Brandt Keller (14:54.294)
A declarative manifest that they orchestrate in their pipeline, just one, one command, right? Hey, let’s do as our package create. And it’s going to create my, everything I need to run an application such as guac, for instance. we’re working with GUAC on kind of this problem statement. and it’s like, there’s some very fascinating opportunities where you’re going to have everything you need to run GUAC. You’re going to have the SBOMs for GUAC. You’re going to have.

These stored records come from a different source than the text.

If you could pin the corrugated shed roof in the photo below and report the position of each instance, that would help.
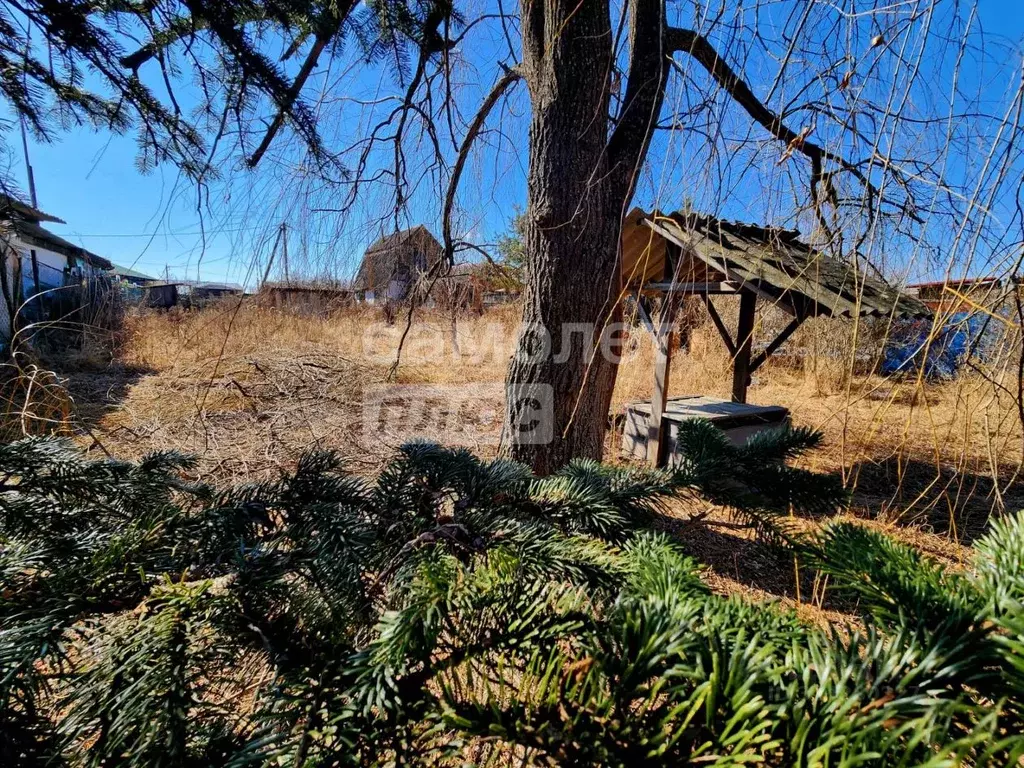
(33, 233)
(25, 211)
(776, 264)
(124, 271)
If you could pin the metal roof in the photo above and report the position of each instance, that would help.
(774, 263)
(125, 271)
(34, 235)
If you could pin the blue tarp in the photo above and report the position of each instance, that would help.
(964, 336)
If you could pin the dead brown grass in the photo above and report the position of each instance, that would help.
(248, 388)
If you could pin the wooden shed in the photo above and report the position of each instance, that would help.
(396, 264)
(688, 253)
(309, 297)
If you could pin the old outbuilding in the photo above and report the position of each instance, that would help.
(691, 254)
(396, 265)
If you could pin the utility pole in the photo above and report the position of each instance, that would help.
(32, 197)
(284, 253)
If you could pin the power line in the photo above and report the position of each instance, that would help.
(208, 232)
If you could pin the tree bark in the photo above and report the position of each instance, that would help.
(579, 186)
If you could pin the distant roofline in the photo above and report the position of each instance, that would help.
(28, 212)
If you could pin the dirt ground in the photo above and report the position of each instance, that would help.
(249, 388)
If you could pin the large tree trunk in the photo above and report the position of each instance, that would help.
(571, 233)
(580, 183)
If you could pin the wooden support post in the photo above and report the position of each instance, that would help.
(722, 330)
(663, 366)
(744, 338)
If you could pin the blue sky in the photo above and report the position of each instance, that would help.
(151, 222)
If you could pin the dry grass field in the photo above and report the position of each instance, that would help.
(248, 388)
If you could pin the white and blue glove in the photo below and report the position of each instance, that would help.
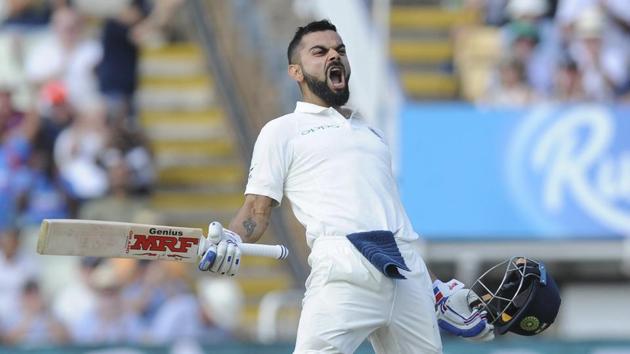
(221, 254)
(454, 314)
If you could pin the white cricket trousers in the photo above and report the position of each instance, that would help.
(348, 300)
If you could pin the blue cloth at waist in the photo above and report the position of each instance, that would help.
(379, 247)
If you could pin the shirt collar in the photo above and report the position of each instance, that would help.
(305, 107)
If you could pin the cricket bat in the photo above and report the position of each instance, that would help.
(69, 237)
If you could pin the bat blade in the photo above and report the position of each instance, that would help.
(116, 239)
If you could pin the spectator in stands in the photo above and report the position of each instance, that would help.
(568, 85)
(144, 291)
(43, 196)
(79, 149)
(109, 322)
(32, 323)
(132, 146)
(184, 316)
(510, 88)
(118, 204)
(27, 13)
(118, 69)
(77, 298)
(604, 69)
(17, 130)
(533, 40)
(67, 57)
(16, 268)
(56, 111)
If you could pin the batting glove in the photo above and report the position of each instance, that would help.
(223, 255)
(455, 315)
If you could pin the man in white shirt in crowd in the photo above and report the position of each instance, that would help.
(368, 280)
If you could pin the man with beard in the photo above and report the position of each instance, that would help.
(367, 279)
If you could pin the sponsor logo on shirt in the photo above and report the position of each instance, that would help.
(319, 128)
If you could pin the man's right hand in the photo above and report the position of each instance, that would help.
(455, 315)
(223, 255)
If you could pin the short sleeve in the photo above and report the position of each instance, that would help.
(270, 163)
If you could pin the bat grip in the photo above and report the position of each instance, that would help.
(271, 251)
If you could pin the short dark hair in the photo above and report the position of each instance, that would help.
(315, 26)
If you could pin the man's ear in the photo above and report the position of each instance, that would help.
(295, 72)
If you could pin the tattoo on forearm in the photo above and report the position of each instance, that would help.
(249, 226)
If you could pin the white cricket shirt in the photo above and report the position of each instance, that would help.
(336, 172)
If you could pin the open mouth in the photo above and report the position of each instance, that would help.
(336, 77)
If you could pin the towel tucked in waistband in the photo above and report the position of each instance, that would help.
(379, 247)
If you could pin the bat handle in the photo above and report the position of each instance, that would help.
(215, 232)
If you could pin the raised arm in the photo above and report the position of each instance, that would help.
(252, 219)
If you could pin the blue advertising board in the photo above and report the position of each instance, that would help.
(546, 171)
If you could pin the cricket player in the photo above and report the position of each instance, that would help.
(367, 277)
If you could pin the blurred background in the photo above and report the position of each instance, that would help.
(508, 122)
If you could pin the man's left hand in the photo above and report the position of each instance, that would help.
(455, 315)
(224, 256)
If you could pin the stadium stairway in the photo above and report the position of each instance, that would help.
(199, 173)
(421, 46)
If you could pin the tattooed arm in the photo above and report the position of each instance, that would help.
(252, 219)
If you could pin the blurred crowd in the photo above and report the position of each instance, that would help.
(71, 146)
(560, 51)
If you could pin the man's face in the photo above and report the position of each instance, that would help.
(324, 64)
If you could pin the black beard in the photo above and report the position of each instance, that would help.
(321, 90)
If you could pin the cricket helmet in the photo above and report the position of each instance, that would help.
(519, 296)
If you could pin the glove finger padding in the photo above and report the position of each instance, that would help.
(221, 251)
(236, 264)
(456, 317)
(228, 259)
(208, 258)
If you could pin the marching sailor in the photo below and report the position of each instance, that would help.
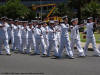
(4, 36)
(75, 37)
(90, 36)
(64, 39)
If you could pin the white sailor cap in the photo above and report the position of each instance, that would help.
(33, 20)
(1, 25)
(64, 17)
(90, 18)
(30, 23)
(51, 21)
(74, 19)
(56, 20)
(10, 19)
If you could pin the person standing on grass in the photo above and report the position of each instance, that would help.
(64, 39)
(90, 36)
(75, 37)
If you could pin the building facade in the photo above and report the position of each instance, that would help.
(37, 2)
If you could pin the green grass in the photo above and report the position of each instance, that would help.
(97, 36)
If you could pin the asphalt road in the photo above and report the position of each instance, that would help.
(20, 64)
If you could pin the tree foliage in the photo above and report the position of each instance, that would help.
(14, 9)
(91, 9)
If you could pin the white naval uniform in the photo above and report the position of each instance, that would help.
(4, 38)
(65, 42)
(17, 38)
(24, 38)
(45, 35)
(99, 48)
(39, 41)
(58, 28)
(90, 39)
(31, 40)
(75, 39)
(52, 37)
(11, 34)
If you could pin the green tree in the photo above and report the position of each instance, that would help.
(91, 9)
(62, 9)
(76, 6)
(14, 9)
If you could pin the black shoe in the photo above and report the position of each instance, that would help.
(57, 57)
(35, 54)
(71, 57)
(1, 54)
(8, 54)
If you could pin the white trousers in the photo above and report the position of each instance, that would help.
(30, 45)
(93, 41)
(40, 43)
(78, 45)
(17, 43)
(6, 45)
(11, 37)
(65, 42)
(24, 44)
(52, 45)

You know, the ability to have that release artifacts signed. And so if you go back to that software integrator, they typically have wanted to deploy GUAC. would create their own Zarf package and pull all those artifacts. Well, now Zarf could just, the integrator could just do a Zarf package poll and they would have everything they would need. And they would know that it’s coming from the upstream source. They would have the confidence around it. They could check the signatures, review the SBOMs and kind of.

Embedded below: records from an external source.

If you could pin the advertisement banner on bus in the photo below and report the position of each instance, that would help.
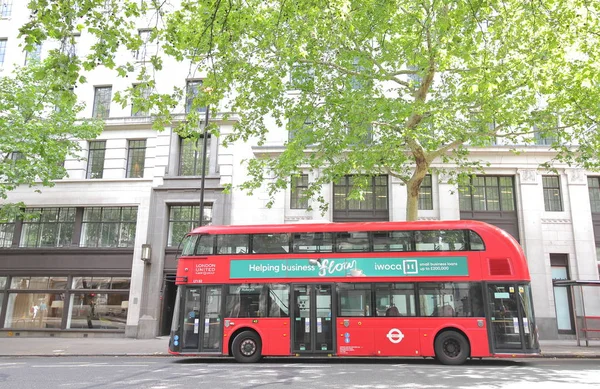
(350, 267)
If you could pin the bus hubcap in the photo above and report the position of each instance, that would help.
(248, 347)
(452, 348)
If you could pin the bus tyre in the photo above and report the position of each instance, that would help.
(247, 347)
(452, 348)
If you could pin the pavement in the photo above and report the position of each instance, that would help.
(56, 346)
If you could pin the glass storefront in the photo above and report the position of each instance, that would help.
(64, 302)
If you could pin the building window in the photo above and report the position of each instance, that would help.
(562, 295)
(426, 194)
(373, 198)
(108, 227)
(5, 8)
(183, 218)
(487, 193)
(148, 47)
(48, 227)
(190, 156)
(102, 98)
(142, 93)
(136, 156)
(95, 168)
(594, 192)
(298, 189)
(7, 231)
(552, 197)
(2, 51)
(192, 90)
(544, 140)
(47, 302)
(69, 45)
(372, 206)
(34, 54)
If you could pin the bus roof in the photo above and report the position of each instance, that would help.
(343, 227)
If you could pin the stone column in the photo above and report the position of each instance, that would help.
(448, 201)
(584, 265)
(531, 211)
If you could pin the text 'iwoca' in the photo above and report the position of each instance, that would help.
(388, 266)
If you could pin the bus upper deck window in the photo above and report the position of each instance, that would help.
(189, 242)
(475, 241)
(205, 245)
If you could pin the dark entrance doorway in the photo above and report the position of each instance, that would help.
(202, 327)
(169, 292)
(312, 321)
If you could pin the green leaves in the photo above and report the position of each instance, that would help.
(37, 127)
(428, 79)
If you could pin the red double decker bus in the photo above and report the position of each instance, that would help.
(446, 289)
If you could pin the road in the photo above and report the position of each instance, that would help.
(169, 372)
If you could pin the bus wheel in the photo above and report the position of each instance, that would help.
(452, 348)
(247, 347)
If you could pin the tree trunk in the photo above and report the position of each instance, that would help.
(412, 192)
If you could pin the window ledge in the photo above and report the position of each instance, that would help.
(65, 250)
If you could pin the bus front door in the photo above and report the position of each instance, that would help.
(202, 327)
(312, 321)
(511, 326)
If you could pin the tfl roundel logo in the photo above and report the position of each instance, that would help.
(395, 335)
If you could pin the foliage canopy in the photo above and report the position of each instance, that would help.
(38, 129)
(366, 87)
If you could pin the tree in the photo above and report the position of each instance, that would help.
(368, 87)
(38, 129)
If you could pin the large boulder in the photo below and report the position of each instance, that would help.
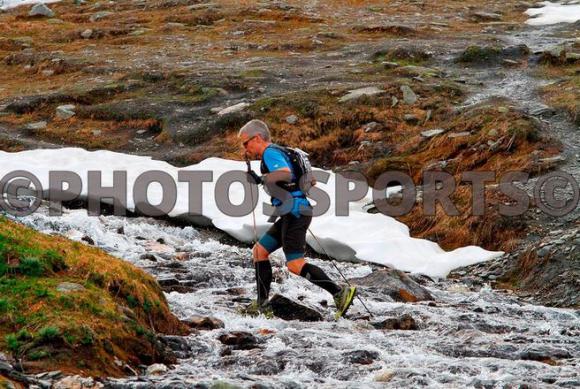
(286, 309)
(394, 283)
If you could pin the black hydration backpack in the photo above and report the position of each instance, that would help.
(301, 168)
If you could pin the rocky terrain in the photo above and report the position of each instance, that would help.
(364, 87)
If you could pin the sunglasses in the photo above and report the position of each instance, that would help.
(248, 141)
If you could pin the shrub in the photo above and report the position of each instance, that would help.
(49, 333)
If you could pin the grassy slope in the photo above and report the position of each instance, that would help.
(116, 316)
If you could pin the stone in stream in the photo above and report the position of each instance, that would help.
(204, 322)
(239, 340)
(292, 119)
(481, 16)
(41, 10)
(394, 283)
(36, 126)
(361, 357)
(286, 309)
(233, 109)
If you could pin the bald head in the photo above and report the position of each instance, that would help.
(255, 128)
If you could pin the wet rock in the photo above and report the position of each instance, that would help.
(385, 375)
(405, 322)
(459, 134)
(481, 16)
(287, 309)
(157, 369)
(177, 344)
(35, 126)
(544, 353)
(408, 53)
(480, 55)
(86, 34)
(411, 119)
(69, 287)
(100, 15)
(41, 10)
(432, 133)
(394, 29)
(356, 93)
(361, 357)
(233, 109)
(204, 323)
(395, 284)
(418, 72)
(292, 119)
(409, 97)
(77, 382)
(64, 112)
(88, 240)
(239, 340)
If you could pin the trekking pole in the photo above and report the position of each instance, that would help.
(339, 272)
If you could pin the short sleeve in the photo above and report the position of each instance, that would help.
(275, 160)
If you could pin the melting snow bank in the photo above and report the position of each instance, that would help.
(360, 236)
(552, 13)
(7, 4)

you know, kind of look at the posture of, Hey, everything I’ve needed now is kind of consolidated into a concise workflow.

Sally Cooper (16:05.62)
Alright, Brant, before we wrap, it’s time for Rapid, Rapid Fire. These are questions I’m going to ask you, you’re going to answer without any overthinking. No explanations, just your first instinct answers. Are you ready for Rapid, Rapid Fire?

Brandt Keller (16:32)
Let’s do it.

Sally Cooper (16:34)
Star Wars or Star Trek.

Brandt Keller (16:35)
Star Wars.

Sally Cooper (16:36)
Solid. Favorite retro video game?

Brandt Keller (16:41)
Oh, uh, Spyro.

Sally Cooper (16:46)
Ooh, nice. Marvel or DC?

Brandt Keller (16:49)
Marvel.

Sally Cooper (16:51)
Excellent. All right, and last one, favorite open source mascot?

Brandt Keller (16:56)
Oh, not counting Zarf?

Sally Cooper (16:59)
Zarf, of course, after Zarf?

Brandt Keller (17:03)
Um, probably Golang Gopher.

Sally Cooper (17:08)
Oh right, I have that one too. And Zarf is really cool. I love that. All right, perfect. No notes. As we wrap things up, what’s your call to action for our audience? If someone’s listening and wants to learn more about Zarf, try it out or to get involved, where should they start?

Brandt Keller (17:25)
They should start as a Zarf.dev, short and sweet and kind of take a look around and really what we’re trying to understand is, you know, what are the needs of users in different critical environments? I like to visit the public sector groups in a variety of different foundations to see kind of what problems they face, because most often than not, the most constrained regulatory environments are the hardest ones to solve for because they can’t rely on the internet or they have additional scrutiny and we really believe that Zarf is a a great avenue to evaluate and understand. And if it’s not, we’d love to hear from you. Like why, why not? And what are the things that we could do to improve?

Sally Cooper (18:10)
Brandt, thank you so much for joining us today and for all the work you’re doing to help secure how open source software is delivered into some of the most challenging environments. And to everyone listening, happy open sourcing and that’s a wrap.